It was a tragic end for one of the stars of the English Music Hall, a performer who had spent twenty years at the top, and for one of Coventry’s most successful Victorians.
Thomas Edward Wallen (Dunville was a stage name, taken from a popular brand of whisky) was born in New Street in Coventry on 29 July 1867, the son of a tailor who wished his son, disabled from birth with a withered arm, to find a respectable job in trade.
To that end he secured a place for him at Bablake School, then offering two years’ education to boys heading for apprenticeships. But young Thomas was already infatuated with the stage, setting up his own impromptu theatre company and paying little heed to the idea of an apprenticeship.
After his father had found him a job with a silk merchant in the city, Thomas, with two friends, ran away to seek theatrical fame and fortune in London. But they only made it to Northamptonshire before hunger drove them home.
Once more, Wallen senior found his son a job, this time as a clerk with the Rudge Whitworth cycle company, but he was sacked after greasing the floor of the office so that he could practise the splits.
Free at last to pursue a stage career, he set up a dancing act, The Merry Men, with a friend to tour small halls and public houses in the Midlands.
It was hard going; they didn’t get paid if they didn’t please the audience. And one night disaster struck when Thomas, always cripplingly nervous on stage, got stuck in a barrel and then repeatedly kicked his partner in the head as they performed an acrobatic trick together.
The outraged venue manager was about to lower the curtain on them when he realised that the audience was helpless with laughter. Thomas had noticed too and within months he’d gone solo, as TE Dunville, an eccentric comedian and contortionist.
By 1890 he was a rising star of the London music halls, the main rival in the public’s affection to the legendary Dan Leno. In stage garb of tight black wig, loose black jacket, tight black trousers and big boots, Dunville’s tall, thin figure was an unsettling sight. His act combined a strange kind of contorted ‘leg mania’ dancing with quick-fire delivery of poems, stories and homilies.
One of his best known – ‘little boy – pair of skates – broken ice – heaven’s gates’ – gives a flavour of his style.
He toured widely, appearing in Coventry a number of times over the years, but at his peak was spending ten months of the year in London, appearing in variety shows and pantomimes.
By 1913, after two decades at the top, he was earning a princely £100 a week, but his style of eccentric comedy was already beginning to give way to sophisticated review and the first glimmerings of cinema. The Great War and its immediate aftermath gave his career a final boost but as the Twenties began dates became harder and harder to get. Always a worrier, Dunville sank into repeated episodes of depression.

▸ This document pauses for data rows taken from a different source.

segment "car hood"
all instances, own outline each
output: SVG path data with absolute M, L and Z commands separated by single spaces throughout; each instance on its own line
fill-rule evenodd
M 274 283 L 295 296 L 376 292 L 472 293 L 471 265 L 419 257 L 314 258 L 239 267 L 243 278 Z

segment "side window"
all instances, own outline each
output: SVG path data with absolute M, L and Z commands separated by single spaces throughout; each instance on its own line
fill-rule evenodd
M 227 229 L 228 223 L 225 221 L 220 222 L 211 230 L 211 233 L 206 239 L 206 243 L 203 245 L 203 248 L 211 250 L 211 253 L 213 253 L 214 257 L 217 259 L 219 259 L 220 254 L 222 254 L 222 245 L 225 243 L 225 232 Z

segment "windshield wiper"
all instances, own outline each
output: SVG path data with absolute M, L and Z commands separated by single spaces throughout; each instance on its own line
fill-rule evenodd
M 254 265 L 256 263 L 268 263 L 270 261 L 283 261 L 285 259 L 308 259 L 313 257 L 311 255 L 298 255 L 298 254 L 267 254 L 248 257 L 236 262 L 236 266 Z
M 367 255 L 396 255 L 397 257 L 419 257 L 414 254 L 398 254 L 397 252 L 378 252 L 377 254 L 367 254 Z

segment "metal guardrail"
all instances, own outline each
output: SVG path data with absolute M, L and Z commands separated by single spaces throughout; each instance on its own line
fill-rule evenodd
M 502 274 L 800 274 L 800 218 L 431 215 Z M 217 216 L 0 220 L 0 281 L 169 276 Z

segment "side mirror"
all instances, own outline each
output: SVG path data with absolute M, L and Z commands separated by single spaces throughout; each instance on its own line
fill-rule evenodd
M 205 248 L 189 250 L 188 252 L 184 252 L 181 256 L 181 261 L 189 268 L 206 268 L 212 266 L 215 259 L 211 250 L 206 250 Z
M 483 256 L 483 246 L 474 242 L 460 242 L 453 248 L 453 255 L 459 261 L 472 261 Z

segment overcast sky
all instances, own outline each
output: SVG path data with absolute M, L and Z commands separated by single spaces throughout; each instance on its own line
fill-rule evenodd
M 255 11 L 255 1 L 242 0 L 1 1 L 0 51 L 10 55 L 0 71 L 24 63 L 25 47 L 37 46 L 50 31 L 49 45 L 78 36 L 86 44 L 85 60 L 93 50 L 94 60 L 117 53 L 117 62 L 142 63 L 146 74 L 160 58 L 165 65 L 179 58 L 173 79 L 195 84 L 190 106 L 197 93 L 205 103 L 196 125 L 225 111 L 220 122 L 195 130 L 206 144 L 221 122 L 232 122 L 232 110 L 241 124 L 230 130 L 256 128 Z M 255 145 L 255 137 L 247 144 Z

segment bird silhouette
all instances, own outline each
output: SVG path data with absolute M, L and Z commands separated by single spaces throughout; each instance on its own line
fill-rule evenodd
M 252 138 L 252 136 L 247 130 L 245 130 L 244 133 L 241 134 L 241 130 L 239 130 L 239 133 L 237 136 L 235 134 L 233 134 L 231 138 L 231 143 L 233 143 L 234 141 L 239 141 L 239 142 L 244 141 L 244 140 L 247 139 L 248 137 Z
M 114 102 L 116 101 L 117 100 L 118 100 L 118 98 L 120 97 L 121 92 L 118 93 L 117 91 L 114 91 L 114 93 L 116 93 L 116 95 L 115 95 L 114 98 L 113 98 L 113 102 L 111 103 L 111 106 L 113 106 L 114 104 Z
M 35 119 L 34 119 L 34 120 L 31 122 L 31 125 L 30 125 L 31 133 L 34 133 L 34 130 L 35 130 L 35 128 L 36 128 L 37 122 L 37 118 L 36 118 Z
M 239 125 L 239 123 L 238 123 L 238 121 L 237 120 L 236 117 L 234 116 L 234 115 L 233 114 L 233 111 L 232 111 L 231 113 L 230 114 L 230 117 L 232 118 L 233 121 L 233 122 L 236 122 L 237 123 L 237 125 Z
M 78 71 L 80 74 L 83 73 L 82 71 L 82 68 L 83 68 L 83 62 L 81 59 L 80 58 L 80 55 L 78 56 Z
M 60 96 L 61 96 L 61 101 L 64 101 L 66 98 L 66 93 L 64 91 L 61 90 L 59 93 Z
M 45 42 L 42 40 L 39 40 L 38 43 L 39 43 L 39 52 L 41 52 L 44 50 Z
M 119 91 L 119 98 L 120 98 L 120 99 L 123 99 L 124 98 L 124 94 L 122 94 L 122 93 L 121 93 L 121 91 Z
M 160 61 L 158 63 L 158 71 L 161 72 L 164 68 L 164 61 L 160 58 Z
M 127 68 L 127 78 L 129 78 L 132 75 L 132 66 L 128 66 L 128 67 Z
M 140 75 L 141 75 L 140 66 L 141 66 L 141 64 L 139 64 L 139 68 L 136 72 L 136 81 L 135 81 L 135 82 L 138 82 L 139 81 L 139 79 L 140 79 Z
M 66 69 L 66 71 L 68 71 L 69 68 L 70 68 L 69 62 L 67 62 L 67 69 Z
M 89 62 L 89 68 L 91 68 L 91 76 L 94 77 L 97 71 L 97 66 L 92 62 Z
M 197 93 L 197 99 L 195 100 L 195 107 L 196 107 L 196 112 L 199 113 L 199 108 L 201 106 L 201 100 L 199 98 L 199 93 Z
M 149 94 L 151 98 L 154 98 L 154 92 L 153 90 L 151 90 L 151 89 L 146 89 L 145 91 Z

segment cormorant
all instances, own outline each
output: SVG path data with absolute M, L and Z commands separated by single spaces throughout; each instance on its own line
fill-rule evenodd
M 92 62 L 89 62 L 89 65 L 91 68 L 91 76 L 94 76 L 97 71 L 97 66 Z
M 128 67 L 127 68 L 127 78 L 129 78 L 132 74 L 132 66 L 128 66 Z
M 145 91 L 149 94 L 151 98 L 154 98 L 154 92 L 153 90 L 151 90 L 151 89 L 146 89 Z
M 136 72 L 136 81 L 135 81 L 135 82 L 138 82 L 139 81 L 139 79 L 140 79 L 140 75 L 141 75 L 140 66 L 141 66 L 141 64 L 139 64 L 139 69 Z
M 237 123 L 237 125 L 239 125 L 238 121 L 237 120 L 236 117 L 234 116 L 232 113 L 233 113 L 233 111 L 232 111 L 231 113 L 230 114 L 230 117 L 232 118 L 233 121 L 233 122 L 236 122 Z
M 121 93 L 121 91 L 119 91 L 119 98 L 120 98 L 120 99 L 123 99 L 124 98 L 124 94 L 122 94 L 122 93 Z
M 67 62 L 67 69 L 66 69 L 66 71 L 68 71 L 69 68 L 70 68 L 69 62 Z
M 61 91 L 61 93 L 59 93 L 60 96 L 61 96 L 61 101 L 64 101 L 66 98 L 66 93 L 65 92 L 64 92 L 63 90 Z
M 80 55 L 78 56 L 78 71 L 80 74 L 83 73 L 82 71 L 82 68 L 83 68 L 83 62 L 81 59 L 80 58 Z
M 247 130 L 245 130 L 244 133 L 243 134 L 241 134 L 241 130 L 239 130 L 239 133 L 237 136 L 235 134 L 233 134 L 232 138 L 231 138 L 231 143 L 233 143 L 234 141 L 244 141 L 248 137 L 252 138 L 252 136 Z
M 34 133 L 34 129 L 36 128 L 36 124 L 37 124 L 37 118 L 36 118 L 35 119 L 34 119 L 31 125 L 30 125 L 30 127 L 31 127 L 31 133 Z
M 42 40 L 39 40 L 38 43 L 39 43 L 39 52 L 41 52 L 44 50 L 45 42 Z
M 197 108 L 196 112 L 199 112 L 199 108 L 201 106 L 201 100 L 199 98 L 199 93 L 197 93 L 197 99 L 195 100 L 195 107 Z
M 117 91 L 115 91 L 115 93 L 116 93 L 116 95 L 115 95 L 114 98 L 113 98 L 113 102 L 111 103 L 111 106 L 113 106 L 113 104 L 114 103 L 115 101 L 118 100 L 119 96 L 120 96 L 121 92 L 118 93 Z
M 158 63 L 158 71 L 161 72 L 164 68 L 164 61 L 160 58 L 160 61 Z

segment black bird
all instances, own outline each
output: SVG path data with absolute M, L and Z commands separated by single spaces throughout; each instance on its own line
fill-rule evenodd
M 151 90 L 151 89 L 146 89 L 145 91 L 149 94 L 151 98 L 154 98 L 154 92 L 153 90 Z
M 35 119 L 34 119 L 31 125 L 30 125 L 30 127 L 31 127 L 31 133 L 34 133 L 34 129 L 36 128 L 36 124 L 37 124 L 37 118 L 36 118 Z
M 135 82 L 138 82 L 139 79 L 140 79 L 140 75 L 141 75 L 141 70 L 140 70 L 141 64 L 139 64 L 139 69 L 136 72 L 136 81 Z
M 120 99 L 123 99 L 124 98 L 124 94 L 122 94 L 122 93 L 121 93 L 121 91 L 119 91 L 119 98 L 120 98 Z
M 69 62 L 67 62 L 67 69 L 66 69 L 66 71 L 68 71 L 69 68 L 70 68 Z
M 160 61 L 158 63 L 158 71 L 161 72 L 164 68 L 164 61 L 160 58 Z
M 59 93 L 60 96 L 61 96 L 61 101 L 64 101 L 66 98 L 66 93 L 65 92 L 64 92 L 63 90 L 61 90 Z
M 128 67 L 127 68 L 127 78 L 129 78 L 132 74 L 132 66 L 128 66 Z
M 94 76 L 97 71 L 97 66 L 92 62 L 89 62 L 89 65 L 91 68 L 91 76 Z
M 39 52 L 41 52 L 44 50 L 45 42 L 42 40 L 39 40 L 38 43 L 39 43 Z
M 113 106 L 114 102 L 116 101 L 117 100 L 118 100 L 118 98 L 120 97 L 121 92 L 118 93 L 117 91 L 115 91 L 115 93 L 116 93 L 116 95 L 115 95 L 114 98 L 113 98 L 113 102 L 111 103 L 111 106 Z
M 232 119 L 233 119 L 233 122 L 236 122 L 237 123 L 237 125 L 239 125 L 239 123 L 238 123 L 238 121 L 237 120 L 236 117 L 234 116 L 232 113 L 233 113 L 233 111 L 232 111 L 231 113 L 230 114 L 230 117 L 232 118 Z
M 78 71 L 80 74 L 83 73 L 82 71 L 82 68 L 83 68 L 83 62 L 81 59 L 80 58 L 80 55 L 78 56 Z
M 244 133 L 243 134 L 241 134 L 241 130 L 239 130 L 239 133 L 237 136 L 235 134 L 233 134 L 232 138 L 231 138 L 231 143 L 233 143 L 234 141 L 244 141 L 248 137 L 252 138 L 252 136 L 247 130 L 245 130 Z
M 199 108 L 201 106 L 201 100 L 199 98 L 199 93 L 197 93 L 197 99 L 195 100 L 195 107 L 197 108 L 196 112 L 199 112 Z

In March 1924, while appearing at the Grand Theatre in Clapham, he apparently overheard a casual remark in a bar, describing him as a ‘has-been’.
Next morning, the 21st of March, he went missing, after leaving a note for his wife.
TE Dunville is long forgotten now, but a young Charlie Chaplin saw him perform and later described him as ‘an excellent funny man’ and his act strongly influenced comedians of a later age like Max Wall and Billy Dainty.